We get a p-value of ~0.001596, which is less than our alpha=.05 significance level, meaning we can reject our null hypothesis that there is no difference between the revenues generated by USA employees and UK employees. Therefore, USA employees do in fact generate higher total revenues than UK employees.

The last thing I am going to do is look at the effect size to help us understand the practical significance of our results. In other words, how meaningful is the statistical difference between our two groups. To understand the effect size, I will use Cohen’s d, which represents the magnitude of differences between 2 groups on a given variable. Larger values for Cohen’s d will indicate greater differentiation between the two groups.

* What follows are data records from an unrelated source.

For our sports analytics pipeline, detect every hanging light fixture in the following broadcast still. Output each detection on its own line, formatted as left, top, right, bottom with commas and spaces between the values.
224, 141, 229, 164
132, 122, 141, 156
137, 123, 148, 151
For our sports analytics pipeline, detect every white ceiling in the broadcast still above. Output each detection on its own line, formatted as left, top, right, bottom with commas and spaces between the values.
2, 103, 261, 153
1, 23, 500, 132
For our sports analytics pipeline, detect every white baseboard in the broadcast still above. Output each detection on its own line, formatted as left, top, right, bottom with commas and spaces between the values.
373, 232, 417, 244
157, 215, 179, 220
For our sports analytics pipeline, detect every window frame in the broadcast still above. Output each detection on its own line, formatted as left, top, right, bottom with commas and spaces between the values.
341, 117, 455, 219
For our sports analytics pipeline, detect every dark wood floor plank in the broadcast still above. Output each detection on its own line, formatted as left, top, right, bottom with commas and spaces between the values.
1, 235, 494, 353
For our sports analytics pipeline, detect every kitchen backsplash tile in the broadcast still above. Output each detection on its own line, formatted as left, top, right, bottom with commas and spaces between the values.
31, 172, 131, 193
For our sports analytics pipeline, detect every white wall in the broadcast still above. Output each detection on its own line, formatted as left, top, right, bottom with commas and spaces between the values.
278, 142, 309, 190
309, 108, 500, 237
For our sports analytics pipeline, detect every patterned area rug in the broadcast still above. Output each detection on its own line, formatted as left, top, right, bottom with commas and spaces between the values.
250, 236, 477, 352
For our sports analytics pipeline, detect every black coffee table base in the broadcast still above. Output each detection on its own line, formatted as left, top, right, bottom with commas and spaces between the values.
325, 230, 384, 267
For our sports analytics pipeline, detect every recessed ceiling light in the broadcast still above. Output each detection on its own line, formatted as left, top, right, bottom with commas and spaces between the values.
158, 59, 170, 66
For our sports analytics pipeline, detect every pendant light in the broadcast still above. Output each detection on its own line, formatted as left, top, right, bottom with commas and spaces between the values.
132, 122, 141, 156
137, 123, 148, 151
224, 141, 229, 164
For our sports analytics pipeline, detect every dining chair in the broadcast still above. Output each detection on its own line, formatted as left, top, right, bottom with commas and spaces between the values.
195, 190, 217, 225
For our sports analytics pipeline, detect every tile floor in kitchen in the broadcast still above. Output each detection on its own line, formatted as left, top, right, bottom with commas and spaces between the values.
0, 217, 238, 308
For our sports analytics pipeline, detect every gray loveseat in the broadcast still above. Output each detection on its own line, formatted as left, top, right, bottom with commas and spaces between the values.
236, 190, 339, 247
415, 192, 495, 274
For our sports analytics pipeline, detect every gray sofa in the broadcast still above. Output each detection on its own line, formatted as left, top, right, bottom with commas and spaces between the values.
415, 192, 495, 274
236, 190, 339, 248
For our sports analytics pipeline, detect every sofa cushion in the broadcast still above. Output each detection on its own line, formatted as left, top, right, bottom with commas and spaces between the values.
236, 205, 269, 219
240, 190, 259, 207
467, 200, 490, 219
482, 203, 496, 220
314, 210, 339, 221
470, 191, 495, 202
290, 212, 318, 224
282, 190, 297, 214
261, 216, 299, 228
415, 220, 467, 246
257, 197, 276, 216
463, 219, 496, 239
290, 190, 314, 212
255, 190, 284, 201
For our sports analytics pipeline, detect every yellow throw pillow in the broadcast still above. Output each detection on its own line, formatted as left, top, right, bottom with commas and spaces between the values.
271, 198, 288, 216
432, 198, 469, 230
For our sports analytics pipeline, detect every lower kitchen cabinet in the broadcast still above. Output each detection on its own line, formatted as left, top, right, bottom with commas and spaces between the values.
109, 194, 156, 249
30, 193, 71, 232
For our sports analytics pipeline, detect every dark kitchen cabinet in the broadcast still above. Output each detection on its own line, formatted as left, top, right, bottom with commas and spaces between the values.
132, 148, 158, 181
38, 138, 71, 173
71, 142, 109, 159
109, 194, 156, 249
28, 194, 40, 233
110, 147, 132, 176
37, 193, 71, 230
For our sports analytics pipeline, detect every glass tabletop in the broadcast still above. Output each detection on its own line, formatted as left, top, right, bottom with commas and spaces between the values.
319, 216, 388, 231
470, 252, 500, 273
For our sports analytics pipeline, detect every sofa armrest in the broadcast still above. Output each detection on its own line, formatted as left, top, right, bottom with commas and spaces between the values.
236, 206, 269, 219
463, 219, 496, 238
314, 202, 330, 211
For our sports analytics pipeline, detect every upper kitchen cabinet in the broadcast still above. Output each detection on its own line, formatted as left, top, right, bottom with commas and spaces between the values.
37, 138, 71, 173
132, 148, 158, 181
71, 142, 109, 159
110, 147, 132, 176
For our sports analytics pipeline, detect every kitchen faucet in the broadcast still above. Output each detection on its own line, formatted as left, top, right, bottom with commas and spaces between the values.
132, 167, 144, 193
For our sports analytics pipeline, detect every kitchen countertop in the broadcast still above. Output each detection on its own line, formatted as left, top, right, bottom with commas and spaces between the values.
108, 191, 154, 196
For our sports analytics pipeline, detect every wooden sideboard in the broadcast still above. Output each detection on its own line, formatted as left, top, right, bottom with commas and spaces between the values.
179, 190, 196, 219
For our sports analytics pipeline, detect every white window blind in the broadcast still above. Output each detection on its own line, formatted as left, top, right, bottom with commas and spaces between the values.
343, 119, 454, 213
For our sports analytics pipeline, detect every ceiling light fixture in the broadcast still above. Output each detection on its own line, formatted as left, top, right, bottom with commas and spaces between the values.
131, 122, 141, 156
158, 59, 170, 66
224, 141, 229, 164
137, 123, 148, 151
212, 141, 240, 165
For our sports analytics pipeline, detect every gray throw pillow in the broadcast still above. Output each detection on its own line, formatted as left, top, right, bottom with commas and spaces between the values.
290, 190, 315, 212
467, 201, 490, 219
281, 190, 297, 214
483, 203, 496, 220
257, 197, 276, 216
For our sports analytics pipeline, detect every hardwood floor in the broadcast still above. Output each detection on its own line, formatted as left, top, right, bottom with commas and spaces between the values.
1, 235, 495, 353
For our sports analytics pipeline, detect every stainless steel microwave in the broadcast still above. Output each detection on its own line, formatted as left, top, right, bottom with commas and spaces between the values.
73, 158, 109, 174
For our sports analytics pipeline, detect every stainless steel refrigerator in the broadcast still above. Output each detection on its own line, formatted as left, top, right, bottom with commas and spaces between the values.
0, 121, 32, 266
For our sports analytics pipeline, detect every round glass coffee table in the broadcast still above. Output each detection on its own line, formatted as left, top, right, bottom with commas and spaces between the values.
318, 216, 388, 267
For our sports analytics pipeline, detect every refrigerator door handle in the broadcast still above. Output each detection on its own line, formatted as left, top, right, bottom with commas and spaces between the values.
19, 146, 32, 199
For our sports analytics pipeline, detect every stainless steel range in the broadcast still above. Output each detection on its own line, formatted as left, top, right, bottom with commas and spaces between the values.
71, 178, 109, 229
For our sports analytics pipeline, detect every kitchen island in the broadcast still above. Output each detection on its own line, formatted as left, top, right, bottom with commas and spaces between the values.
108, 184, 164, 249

The formula for Cohen’s d is: 𝑑 = effect size (difference of means) / pooled standard deviation

def Cohen_d(group1, group2):

    diff = group1.mean() - group2.mean()

    n1, n2 = len(group1), len(group2)
    var1 = group1.var()
    var2 = group2.var()

    # Calculate the pooled threshold
    pooled_var = (n1 * var1 + n2 * var2) / (n1 + n2)
    
    # Calculate Cohen's d statistic
    d = diff / np.sqrt(pooled_var)
    
    return d

Cohen_d(USA,UK)

The general rule of thumb guidelines for interpreting d are:

Small effect = .2
Medium effect = .5
Large effect = .8

We got a very large Cohen’s d value of ~2.85, indicating that there is a large effect between our samples.

And with that, we have finished our hypothesis test! We now have evidence to support our hypothesis that USA employees generate higher total revenues than UK employees.